The following procedure is in the package PCK_BACKUP - which you can see as file “PACKAGE.PCK_BACKUP” in my Github repository - this is the version of the code backed up at 9pm GMT every day. From now on all of these referenced objects are compiled in the EXAMPLE schema.

    PROCEDURE datapump_backup(pIncludeRows IN VARCHAR2, pPassword IN VARCHAR2 DEFAULT NULL) IS
        h1 NUMBER;
        l_schema VARCHAR2(30):=sys_context('userenv','current_schema');
        l_status varchar2(4000);
    BEGIN
        log('Starting datapump export job for Schema:'||l_schema || ' Include Rows:' || pIncludeRows);
        h1 := dbms_datapump.OPEN (operation => 'EXPORT', job_mode => 'SCHEMA', job_name => 'EXPORT_SCHEMA_JOB', version => 'COMPATIBLE'); 

        dbms_datapump.set_parameter(handle => h1, name => 'COMPRESSION', VALUE => 'ALL'); 
        dbms_datapump.set_parallel(handle => h1, degree => 1); 
        dbms_datapump.add_file(handle => h1, filename => l_schema || CASE WHEN pIncludeRows = '0' THEN '.METADATA' END || '.dmp', 
            directory => 'DATA_PUMP_DIR', filesize => '50M',  filetype => DBMS_DATAPUMP.KU$_FILE_TYPE_DUMP_FILE, reusefile => 1); 
        dbms_datapump.add_file(handle => h1, filename => l_schema || CASE WHEN pIncludeRows = '0' THEN '.METADATA' END || '.log', 
            directory => 'DATA_PUMP_DIR', filetype => DBMS_DATAPUMP.KU$_FILE_TYPE_LOG_FILE, reusefile => 1); 
        dbms_datapump.set_parameter(handle => h1, name => 'KEEP_MASTER', VALUE => 0);
        dbms_datapump.metadata_filter(handle => h1, name => 'SCHEMA_EXPR', VALUE => 'IN(''' || l_schema || ''')');
        dbms_datapump.metadata_filter(handle => h1, name => 'EXCLUDE_PATH_EXPR', VALUE => 'IN (''STATISTICS'',''CLUSTER'',''DB_LINK'',''INDEXTYPE'',''PROCOBJ'',''JOB'',''SCHEDULER'')'); 
        
        IF (pIncludeRows='0') THEN
            dbms_datapump.data_filter(handle => h1, name => 'INCLUDE_ROWS', VALUE => 0);
        ELSE
            dbms_datapump.set_parameter(handle => h1, name => 'ENCRYPTION_MODE', VALUE => 'PASSWORD'); 
            dbms_datapump.set_parameter(handle => h1, name => 'ENCRYPTION_PASSWORD', VALUE => pPassword); 
        END IF;
        
        dbms_datapump.start_job(handle => h1, skip_current => 0, abort_step => 0); 
        dbms_datapump.wait_for_job( handle => h1, job_state => l_status);
        dbms_datapump.detach(handle => h1); 
        log('Completed datapump export job.
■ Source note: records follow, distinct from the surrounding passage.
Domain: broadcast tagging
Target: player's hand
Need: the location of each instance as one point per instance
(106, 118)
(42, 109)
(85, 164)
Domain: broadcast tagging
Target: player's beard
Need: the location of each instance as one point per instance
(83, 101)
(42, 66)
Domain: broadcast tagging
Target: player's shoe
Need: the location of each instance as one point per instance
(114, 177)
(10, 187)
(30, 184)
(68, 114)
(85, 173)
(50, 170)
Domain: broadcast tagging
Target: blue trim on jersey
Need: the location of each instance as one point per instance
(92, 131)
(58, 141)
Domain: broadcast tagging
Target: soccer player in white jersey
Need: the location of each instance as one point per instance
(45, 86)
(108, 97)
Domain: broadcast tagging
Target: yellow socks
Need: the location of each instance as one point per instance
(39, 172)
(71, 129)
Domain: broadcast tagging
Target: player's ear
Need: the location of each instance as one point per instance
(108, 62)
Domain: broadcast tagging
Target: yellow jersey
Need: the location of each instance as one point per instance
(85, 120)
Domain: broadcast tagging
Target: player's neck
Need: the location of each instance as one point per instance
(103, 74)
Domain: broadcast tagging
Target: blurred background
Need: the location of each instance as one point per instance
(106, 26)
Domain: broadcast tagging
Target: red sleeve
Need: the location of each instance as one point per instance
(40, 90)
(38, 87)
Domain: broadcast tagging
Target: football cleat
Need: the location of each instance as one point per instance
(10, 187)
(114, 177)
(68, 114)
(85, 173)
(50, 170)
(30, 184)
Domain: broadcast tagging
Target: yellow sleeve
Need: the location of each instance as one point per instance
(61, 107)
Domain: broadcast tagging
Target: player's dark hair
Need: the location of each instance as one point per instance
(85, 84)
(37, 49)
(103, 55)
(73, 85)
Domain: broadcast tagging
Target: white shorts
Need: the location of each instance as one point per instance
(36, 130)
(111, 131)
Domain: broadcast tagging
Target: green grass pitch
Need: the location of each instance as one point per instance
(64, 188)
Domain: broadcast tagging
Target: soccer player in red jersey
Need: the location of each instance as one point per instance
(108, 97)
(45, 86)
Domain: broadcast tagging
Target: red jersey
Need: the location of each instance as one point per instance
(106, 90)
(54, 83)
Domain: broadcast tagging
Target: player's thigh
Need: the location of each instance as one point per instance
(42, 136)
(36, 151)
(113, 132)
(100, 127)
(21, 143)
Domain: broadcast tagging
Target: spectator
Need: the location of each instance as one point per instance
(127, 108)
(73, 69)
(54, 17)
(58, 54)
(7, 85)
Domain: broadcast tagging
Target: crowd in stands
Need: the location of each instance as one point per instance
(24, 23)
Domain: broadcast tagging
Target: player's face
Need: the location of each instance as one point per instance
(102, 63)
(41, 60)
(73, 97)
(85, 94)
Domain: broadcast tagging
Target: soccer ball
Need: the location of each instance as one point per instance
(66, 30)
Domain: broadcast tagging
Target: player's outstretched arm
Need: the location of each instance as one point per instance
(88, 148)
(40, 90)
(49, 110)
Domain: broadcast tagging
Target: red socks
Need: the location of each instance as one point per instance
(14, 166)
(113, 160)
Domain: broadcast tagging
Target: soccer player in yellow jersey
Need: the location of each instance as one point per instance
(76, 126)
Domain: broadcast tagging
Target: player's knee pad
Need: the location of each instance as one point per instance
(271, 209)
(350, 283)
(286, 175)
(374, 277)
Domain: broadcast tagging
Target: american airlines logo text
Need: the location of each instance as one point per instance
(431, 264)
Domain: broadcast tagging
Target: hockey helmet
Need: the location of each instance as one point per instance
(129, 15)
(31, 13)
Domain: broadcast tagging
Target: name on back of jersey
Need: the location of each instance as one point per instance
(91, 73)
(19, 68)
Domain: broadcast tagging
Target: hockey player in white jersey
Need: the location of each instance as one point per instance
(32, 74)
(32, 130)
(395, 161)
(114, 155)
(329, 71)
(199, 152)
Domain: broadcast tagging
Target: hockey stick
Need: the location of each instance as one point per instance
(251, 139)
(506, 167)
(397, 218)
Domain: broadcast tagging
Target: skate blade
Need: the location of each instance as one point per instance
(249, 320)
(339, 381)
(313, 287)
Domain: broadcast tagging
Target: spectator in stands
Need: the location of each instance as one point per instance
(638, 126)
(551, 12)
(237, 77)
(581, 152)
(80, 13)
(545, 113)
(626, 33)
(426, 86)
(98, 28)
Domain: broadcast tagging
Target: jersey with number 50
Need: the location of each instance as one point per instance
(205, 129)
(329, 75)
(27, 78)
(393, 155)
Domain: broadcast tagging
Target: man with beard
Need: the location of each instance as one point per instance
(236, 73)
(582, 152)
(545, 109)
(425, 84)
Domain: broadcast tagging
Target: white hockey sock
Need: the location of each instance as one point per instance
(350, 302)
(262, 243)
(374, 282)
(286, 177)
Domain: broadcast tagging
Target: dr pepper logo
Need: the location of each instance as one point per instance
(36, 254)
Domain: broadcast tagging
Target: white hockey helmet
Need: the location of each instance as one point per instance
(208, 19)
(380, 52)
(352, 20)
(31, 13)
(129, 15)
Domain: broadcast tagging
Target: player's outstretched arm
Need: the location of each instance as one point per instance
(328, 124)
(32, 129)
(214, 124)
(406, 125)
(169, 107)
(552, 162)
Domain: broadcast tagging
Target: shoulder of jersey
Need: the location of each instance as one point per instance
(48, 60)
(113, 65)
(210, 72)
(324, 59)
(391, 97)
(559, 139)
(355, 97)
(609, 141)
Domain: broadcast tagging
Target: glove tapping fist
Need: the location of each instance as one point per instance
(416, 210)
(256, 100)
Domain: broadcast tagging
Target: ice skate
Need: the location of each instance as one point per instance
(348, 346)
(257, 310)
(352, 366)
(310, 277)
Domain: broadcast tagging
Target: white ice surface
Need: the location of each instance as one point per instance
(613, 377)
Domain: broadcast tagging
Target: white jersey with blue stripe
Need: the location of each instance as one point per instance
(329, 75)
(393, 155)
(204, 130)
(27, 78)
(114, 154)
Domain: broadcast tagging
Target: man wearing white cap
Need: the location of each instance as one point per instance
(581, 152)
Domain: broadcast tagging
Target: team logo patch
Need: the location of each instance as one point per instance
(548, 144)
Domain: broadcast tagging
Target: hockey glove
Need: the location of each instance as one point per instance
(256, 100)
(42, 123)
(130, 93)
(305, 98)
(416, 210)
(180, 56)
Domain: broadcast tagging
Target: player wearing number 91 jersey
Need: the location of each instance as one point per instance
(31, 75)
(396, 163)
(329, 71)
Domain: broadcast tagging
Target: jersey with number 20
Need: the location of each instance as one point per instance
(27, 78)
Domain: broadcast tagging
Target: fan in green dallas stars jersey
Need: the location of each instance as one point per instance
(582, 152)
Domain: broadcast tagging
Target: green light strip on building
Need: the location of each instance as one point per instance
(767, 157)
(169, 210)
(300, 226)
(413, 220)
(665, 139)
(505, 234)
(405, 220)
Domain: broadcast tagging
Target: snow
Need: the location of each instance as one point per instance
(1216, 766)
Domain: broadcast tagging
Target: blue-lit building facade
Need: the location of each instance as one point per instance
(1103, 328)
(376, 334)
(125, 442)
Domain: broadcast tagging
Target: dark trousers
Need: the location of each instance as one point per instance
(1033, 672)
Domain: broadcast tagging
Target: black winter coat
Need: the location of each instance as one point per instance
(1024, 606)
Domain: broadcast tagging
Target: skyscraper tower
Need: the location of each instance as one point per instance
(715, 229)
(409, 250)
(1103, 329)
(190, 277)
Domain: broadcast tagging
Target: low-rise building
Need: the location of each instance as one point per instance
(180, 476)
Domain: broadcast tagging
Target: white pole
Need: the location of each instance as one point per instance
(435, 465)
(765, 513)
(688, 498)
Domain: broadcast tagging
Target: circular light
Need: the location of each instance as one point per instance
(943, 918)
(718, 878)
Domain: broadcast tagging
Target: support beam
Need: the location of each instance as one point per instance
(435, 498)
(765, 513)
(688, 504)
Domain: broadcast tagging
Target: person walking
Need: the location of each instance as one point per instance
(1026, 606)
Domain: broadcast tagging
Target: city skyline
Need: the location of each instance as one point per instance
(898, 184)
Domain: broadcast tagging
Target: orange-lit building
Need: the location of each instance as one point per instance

Final status:' || l_status);
        
    EXCEPTION
        WHEN OTHERS THEN
            log_error(sqlcode,sqlerrm);
            RAISE;
    END;

Note that two exports are catered for - if the parameter “pIncludeRows” is set to “0” then we produce an unencrypted metadata only dump file; if not set to “0” the dump file includes table rows by default and is encrypted with a supplied password. Elsewhere in the code the password is generated on each invocation with 16 random upper/lower/numeric/special characters.

Following Oracle best practices, we do not export STATISTICS, nor do we export DB links, clusters and indextype objects. Very importantly, we also want to exclude SCHEDULER jobs as these would start running in the recovery database after we successfully perform a restore (yes, I did indeed make this error).

OCI “always free” is extremely generous - not only do you get substantial storage, memory and CPU capacity, but you also get all the software options free of charge - and you certainly wouldn't want to pay for the Advanced Security Option that enables us to encrypt our export dump files.

Once the schema exports are complete we can send these together with their log files plus Apex applications, ORDS metadata, object and system grants to our Github repository.